Il mini­stro dell’Istruzione Ste­fa­nia Gian­nini ieri si è detta pre­oc­cu­pata per i tagli e i loro effetti, ma non risulta che l’esecutivo si pro­ponga di rifi­nan­ziare il sistema. Ha detto che l’assunzione di 150 mila pre­cari nella scuola inver­tirà la ten­denza, ma ancora non si sa dove tro­verà i 4,1 miliardi di euro neces­sari a regime.

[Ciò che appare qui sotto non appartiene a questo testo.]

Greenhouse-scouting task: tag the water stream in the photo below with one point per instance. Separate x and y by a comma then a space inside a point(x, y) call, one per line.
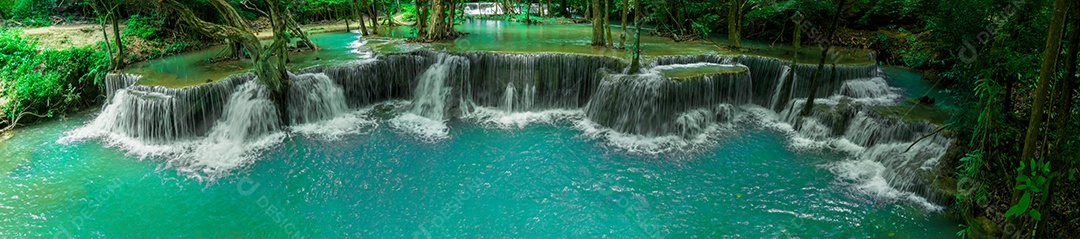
point(481, 144)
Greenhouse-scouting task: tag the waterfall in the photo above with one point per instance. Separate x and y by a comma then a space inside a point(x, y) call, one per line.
point(649, 104)
point(314, 97)
point(116, 81)
point(427, 114)
point(676, 104)
point(157, 115)
point(248, 124)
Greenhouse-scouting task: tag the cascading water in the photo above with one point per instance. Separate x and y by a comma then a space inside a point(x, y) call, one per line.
point(314, 97)
point(648, 113)
point(648, 104)
point(427, 114)
point(250, 123)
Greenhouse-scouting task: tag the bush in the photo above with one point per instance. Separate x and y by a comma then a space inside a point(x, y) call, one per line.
point(146, 27)
point(31, 12)
point(46, 82)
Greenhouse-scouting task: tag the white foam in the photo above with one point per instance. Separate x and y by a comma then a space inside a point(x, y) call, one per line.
point(426, 129)
point(248, 124)
point(507, 120)
point(354, 123)
point(867, 176)
point(647, 145)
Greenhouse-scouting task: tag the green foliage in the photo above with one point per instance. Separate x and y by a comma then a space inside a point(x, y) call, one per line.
point(1036, 183)
point(964, 231)
point(50, 81)
point(31, 12)
point(146, 27)
point(408, 12)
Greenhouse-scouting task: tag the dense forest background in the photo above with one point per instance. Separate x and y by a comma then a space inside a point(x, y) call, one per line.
point(1010, 65)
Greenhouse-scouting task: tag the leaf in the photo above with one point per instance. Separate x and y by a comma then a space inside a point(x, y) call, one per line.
point(1023, 178)
point(1021, 207)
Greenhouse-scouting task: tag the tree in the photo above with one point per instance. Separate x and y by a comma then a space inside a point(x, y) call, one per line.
point(635, 64)
point(271, 75)
point(1045, 75)
point(622, 37)
point(734, 21)
point(421, 17)
point(1034, 127)
point(607, 23)
point(374, 13)
point(356, 11)
point(440, 28)
point(597, 24)
point(821, 64)
point(107, 9)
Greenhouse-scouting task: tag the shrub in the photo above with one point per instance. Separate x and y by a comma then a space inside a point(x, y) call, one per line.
point(50, 81)
point(31, 12)
point(146, 27)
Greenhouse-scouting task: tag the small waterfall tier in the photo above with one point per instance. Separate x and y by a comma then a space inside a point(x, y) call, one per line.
point(212, 128)
point(657, 104)
point(161, 115)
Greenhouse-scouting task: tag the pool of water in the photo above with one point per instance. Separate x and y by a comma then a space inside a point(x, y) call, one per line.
point(484, 36)
point(537, 181)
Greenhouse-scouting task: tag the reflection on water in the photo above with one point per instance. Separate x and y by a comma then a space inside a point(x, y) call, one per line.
point(486, 36)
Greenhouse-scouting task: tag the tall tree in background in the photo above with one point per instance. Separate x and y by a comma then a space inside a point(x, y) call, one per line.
point(421, 17)
point(734, 22)
point(607, 22)
point(821, 64)
point(272, 75)
point(374, 13)
point(622, 37)
point(597, 24)
point(635, 64)
point(441, 27)
point(107, 9)
point(356, 11)
point(1045, 76)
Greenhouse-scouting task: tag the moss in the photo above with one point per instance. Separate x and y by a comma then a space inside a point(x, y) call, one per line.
point(698, 72)
point(915, 113)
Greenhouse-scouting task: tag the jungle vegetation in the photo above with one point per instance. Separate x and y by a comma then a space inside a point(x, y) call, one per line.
point(1010, 65)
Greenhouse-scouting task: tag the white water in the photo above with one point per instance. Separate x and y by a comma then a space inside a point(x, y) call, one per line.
point(427, 115)
point(248, 125)
point(322, 105)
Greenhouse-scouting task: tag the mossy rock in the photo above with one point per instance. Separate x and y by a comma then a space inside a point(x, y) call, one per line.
point(987, 228)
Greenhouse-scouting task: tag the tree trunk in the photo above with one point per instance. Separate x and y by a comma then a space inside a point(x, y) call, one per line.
point(373, 11)
point(597, 24)
point(733, 15)
point(622, 37)
point(790, 80)
point(607, 23)
point(453, 13)
point(295, 27)
point(635, 64)
point(1067, 84)
point(274, 77)
point(565, 9)
point(440, 28)
point(1045, 75)
point(821, 64)
point(421, 14)
point(119, 42)
point(356, 11)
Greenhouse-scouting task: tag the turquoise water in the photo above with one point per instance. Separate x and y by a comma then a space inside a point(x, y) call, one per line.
point(540, 181)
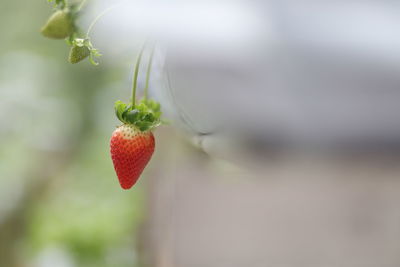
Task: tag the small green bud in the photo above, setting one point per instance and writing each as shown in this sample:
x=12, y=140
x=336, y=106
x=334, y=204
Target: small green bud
x=78, y=53
x=59, y=25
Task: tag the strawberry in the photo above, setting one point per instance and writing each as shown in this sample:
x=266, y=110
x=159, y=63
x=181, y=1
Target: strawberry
x=131, y=150
x=132, y=144
x=79, y=51
x=59, y=26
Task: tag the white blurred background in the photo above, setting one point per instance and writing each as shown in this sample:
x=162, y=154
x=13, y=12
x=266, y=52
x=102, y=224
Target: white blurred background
x=294, y=102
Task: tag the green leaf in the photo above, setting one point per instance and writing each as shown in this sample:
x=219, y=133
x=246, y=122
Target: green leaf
x=131, y=116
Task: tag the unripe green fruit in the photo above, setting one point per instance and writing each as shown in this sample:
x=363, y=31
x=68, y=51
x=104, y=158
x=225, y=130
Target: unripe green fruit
x=78, y=53
x=59, y=25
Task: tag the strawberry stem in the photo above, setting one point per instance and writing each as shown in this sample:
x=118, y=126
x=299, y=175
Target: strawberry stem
x=81, y=4
x=146, y=88
x=97, y=18
x=135, y=76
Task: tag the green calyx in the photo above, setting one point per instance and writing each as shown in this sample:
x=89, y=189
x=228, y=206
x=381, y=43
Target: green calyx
x=81, y=49
x=60, y=25
x=145, y=116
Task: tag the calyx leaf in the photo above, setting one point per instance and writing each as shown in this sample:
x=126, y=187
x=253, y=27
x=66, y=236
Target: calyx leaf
x=145, y=116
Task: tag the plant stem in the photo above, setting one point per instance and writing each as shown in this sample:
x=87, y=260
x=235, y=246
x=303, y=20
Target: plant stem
x=150, y=64
x=135, y=76
x=97, y=18
x=81, y=4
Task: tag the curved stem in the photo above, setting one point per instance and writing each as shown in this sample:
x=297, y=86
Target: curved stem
x=135, y=76
x=150, y=64
x=97, y=18
x=81, y=4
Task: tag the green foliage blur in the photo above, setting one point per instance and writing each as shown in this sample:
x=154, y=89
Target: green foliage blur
x=60, y=201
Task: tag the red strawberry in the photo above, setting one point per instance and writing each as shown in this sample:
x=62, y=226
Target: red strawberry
x=131, y=150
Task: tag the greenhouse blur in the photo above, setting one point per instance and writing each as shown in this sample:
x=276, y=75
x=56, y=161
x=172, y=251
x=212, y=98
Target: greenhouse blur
x=280, y=143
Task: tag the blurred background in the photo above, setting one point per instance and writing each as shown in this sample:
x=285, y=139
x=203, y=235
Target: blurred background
x=282, y=148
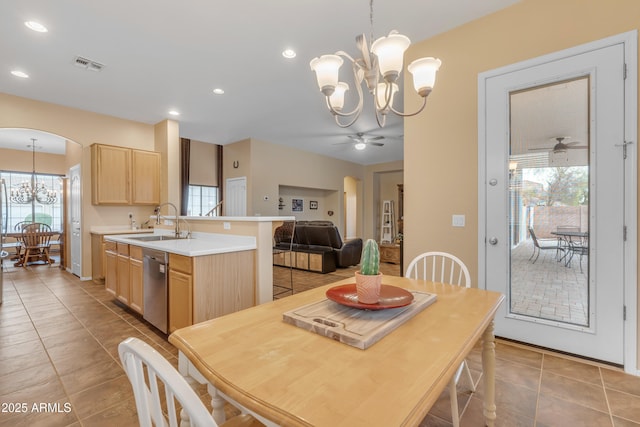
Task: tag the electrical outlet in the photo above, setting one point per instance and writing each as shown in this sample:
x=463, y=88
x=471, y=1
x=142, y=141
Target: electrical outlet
x=458, y=220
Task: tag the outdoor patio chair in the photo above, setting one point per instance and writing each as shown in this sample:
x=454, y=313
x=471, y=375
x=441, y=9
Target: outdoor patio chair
x=443, y=267
x=542, y=245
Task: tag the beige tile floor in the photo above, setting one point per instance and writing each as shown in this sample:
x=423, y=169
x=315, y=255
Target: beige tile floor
x=58, y=347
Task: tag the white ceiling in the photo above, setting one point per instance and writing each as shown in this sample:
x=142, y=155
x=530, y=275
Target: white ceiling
x=160, y=55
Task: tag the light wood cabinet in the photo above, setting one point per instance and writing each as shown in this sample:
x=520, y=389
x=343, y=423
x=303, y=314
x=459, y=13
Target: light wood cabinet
x=136, y=278
x=180, y=292
x=110, y=268
x=124, y=274
x=145, y=170
x=199, y=288
x=123, y=288
x=111, y=181
x=124, y=176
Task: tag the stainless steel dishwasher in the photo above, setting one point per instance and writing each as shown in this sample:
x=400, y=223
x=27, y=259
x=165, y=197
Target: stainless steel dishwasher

Quello che è certo è che le «linee guida» del «patto edu­ca­tivo» can­cel­le­ranno gli scatti di anzia­nità, stru­mento di resi­stenza con­tro l’impoverimento dei docenti, desti­nando risorse al merito del 66% dei docenti. E non di tutti. Gli sti­pendi aumen­te­ranno vin­co­lando il loro red­dito alla «pro­dut­ti­vità» e al volere dei «presidi-manager». Gian­nini ha inol­tre riba­dito l’intenzione di raf­for­zare il «modello tede­sco» dell’alternanza scuola-lavoro, por­tando le aziende nelle scuole tec­ni­che e professionali.

Con que­sto stru­mento par­ziale si cerca di rea­gire alla disoc­cu­pa­zione gio­va­nile (42,9%), offrendo un’alternativa al 24,6% dei gio­vani «neet» o al 53% dei 19enni che non si iscri­vono all’università. Il pro­blema è invece di sistema: i lau­reati sono aumen­tati dall’11% al 22% (il 62% dei nuovi lau­reati è donna, erano il 56% nel 2000), ma l’Italia resta al 34° posto su 37. Ha fal­lito la riforma «Berlinguer-Zecchino», che voleva raf­for­zare la «com­pe­ti­ti­vità» di que­sto sistema. Si dovrebbe invece pun­tare sul valore del titolo di studio.

L’Ocse dimo­stra che una lau­rea, o un diploma, ser­vono per garan­tirsi un red­dito e la spe­ranza di una minore disoc­cu­pa­zione in un qua­dro di gene­rale pre­ca­rietà. Una pro­spet­tiva inde­bo­lita dall’attacco all’istruzione pub­blica, dalla dere­go­la­men­ta­zione del mer­cato del lavoro e dalla crisi che hanno aumen­tato le dif­fe­renze di classe. Il 65% dei 25-34enni lau­reati ha almeno un geni­tore lau­reato, il 23% nem­meno uno. Il diva­rio di red­dito tra lau­reati e diplo­mati supe­riori è cre­sciuto due volte in più, come quello tra diplo­mati supe­riori e chi non è diplomato.